What it means is that, in order to rework the lease and the dynamic credentials that Vault issues, it maintains a timer and tracks it in memory all the time until it is done. So even if Vault goes down, it remembers all those leases. If you bring Vault up, it will restore all the leases and keep it in memory.

If there are too many dynamic credentials created, that can become a problem. Usually Vault scales to a very large degree. It fails to address the problem only when the clients are misconfigured.

What do I mean when I say misconfigured clients? One of the customers we had was running into a problem where it had thousands of services requesting Vault tokens with every action that it was taking, every time. And the detail of the token was much larger. So all the active leases of the token used to live in memory, and the services were creating tokens every time continuously.

Obviously this led to a problem, where the memory was getting choked, the storage was getting choked. The instances were not responsive; Vault became unresponsive. And the problem was exactly this: Instead of reusing the tokens that the clients received in the first place, all the applications would request a new token with every action they did.

As a solution to this, the Vault team developed Vault Agent caching. The idea was, since Agent was anyways running as a daemon and used to authenticate with Vault, why not unload that daemon into a full-fledged server and consume entire Vault API? Client and applications will not ever need to talk to Vault server directly. It simply points to the Agent itself.

And Agent will have a listener of its own, and it forwards the request to the Vault server and then somehow ensures that, even though the clients are misconfigured, it returns only those responses that it needs at the client, and not create a fresh one every time.

It essentially proxies all the requests and manages the responses. We will see what Agent does with the responses. It does not need to deal with all the responses, but it has something to do with some responses.

Agent caching scope

It only caches those secrets that are long-lived and have an expiration. There are only 2 things in Vault as of today that need this: tokens and leases. Leases refers to dynamic credential generation: DB passwords, AWS credentials, anything of that sort, anything that generates in a lease. If you have PKS certificates generating in a lease, that will also fall under this same problem space.

Agent takes the responses, and the majority of the responses are simply a passthrough. But if it is a token or a lease, it caches that. So the next time the client asks for the same secret, it will see that the same client does already have a valid lease and a valid token. And if yes, we return it.

Reading KV secrets are also not cached because it does not create tokens and leases. But we have plans to make sure that this can also be supported. There are some underpinnings that we are working on that can enable this. But right now Agent cannot do it.

Agent caching configuration

Let's see how Agent caching is configured. It's pretty simple. We need to make sure that Agent runs as a server. There are 3 things that need to be done:

  • Add a cache {} block to let the Agent know that it needs to run in the cache Vault mode as well.

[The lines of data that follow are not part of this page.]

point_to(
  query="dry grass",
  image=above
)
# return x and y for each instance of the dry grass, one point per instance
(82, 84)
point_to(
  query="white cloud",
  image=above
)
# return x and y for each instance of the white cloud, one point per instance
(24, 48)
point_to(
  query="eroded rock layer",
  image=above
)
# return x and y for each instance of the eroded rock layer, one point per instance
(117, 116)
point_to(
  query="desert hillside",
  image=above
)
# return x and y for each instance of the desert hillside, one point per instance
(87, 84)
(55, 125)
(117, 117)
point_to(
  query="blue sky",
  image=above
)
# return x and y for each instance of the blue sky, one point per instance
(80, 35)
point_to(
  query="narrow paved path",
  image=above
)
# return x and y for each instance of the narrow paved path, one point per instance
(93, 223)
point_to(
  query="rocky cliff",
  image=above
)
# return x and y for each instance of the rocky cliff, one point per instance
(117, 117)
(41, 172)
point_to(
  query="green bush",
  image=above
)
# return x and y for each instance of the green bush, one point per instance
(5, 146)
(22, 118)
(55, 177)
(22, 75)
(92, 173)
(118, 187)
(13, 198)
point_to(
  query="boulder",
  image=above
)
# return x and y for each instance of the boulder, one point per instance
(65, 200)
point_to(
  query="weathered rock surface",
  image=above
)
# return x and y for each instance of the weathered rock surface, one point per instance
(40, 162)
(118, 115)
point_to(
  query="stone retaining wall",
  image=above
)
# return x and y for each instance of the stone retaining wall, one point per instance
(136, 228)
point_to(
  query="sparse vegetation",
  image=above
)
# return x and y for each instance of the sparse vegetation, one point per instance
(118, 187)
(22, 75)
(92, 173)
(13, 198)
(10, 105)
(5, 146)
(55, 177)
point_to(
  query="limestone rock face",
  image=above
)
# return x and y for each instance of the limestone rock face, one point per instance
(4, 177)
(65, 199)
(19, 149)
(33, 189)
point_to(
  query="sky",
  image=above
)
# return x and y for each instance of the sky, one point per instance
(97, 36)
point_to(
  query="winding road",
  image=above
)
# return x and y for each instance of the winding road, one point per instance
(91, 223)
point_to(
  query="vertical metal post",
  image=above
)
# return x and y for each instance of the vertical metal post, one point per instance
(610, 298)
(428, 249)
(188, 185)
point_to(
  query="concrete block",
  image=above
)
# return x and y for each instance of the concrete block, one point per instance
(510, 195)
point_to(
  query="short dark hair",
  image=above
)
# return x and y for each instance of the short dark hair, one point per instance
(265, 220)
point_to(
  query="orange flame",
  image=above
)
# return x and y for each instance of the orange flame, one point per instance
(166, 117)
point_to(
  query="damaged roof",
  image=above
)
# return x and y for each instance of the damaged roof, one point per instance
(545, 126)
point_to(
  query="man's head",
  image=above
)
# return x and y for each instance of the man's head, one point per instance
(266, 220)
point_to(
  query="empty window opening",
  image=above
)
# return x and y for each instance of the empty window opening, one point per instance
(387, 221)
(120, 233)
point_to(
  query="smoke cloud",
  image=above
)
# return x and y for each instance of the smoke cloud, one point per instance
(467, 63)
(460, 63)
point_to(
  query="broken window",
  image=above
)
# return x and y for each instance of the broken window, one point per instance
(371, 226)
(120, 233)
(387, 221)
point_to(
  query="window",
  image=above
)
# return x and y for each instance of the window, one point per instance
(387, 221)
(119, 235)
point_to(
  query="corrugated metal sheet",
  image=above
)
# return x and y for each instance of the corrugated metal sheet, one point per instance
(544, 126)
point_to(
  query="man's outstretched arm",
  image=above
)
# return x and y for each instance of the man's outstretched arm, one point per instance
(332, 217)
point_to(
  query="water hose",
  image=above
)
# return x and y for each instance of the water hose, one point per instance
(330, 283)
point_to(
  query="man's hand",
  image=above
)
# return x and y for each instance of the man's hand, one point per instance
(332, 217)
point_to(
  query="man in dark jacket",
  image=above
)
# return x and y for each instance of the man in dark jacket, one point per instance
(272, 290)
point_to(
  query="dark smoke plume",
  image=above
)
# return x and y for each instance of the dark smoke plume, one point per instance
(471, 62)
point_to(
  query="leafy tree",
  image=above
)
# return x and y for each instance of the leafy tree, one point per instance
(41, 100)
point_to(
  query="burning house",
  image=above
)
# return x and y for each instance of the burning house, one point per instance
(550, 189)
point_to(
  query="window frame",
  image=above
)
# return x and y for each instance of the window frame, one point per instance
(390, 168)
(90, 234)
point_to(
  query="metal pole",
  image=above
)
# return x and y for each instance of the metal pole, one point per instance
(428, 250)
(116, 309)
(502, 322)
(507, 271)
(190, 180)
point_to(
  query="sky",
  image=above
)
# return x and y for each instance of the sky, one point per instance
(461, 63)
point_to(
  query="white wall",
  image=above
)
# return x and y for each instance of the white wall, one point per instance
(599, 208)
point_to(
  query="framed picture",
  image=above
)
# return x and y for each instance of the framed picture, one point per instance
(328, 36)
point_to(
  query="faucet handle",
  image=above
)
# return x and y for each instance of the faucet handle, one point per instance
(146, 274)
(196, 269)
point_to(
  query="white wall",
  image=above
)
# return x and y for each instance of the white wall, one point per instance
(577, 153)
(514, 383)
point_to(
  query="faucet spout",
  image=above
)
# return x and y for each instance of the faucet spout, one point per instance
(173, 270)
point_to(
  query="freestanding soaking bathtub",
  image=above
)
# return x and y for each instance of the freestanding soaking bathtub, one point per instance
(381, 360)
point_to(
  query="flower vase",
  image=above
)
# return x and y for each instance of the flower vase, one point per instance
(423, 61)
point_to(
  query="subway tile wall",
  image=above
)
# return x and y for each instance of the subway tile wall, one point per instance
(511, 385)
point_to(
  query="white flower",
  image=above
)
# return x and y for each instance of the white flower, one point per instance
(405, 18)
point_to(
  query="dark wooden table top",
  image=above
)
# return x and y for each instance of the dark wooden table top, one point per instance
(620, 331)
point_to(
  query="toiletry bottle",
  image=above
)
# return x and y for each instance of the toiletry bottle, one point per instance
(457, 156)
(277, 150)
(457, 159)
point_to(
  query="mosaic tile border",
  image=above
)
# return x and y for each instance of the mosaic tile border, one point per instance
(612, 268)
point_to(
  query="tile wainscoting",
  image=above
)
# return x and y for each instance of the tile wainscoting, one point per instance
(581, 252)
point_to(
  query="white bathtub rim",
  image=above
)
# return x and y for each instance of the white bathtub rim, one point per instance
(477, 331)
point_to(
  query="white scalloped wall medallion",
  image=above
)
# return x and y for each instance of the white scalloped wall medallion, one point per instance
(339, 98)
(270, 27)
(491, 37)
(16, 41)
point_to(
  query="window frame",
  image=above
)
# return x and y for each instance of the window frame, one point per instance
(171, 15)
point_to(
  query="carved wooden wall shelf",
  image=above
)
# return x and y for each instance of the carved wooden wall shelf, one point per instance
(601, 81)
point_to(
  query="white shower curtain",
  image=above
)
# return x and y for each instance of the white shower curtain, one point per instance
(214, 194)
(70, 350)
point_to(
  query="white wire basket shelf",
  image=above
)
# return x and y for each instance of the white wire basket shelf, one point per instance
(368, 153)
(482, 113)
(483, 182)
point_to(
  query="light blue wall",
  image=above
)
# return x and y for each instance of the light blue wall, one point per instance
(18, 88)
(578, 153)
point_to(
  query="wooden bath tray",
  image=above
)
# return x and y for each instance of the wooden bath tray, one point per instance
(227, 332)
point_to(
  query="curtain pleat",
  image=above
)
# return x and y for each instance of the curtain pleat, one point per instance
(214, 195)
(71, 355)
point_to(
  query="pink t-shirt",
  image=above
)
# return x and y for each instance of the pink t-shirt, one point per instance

  • Add and the second one is a listener {} block. And we basically tell it what to listen onto. It supports two 2 things at this point: TCP and Unix UNIX socket at this point.

  • Set And the last thing is Vault Agent VAULTAGENTADDR to the address of the listener. So we already know about Vault ADDR, but this time if you set VAULTAGENTADDR, CLIA will already know that ADDR address, and refer to our Agent address, and send the requests to Vault Agent instead of the Vault server.

Agent caching: Caveat

There is one caveat. I'll delve into a little bit of implementation detail to explain this, but I'll also hopefully justify why I explained the implementation detail to explain this point.

Essentially the Agent looks at the HTTP request as it is, along with the request headers and a body. It serializes everything into a blob, and then hashes that to create a consistent string for a particular request. It uses that string as an index into the cache to identify unique requests from the applications.

The problem is that, even though the request is the same, if the order of the request parameters of the headers is modified, it results in a different serialized blob. Hence it results in a different hashed value. And hence the index will change. So Agent will think that it's a unique request, not a cached one, and make another request to Vault server and get a different credential.

But this was experimental. There are some other approaches that we are trying out. We wanted to try this out and see how it works in practice. It looks like it's not hurting as much as we thought it would. Applications are making similar requests all the time. We have not run into any issue. But we still certainly have plans to improve this workflow.

Agent caching: Renewals and evictions

How does Agent know how to evict the cache and trace? This is a tricky problem. The problem exists because Agent has no way to know what the Vault server is doing. It needs to make an API request to check with the Vault server and see if the token is revoked or not.

Another problem, if the applications and clients interact with Vault directly, and without the Agent knowing about the interaction that happened with the Vault server, the Agent will never know to invalidate the cache. So it does 2 things. One is, if the renewal in the Agent, which is taking care of both the tokens and the leases, is completed, it knows that the cache invalidation needs to be done. And it evicts the entries from the cache.

The second one is it tries to do some best-effort thing, where it tries to see what the request is. If the request is to revoke a token, it'll know that anyways the client and the application are asking for the token to be revoked: "Let's follow the request of the Vault server. Look at the response. If it is successful, let's invalidate the cache."

And the same is the case for lease invalidation as well.

Possible improvements

Can this be improved? Here's a sneak peek into what might be coming in the future, but don't take it for granted.

We are thinking of ways where there is a notification method that clients can subscribe to and get updated for. So if such a thing lands, then this certainly can be improved because with cache invalidations, all this best effort will become certain effort.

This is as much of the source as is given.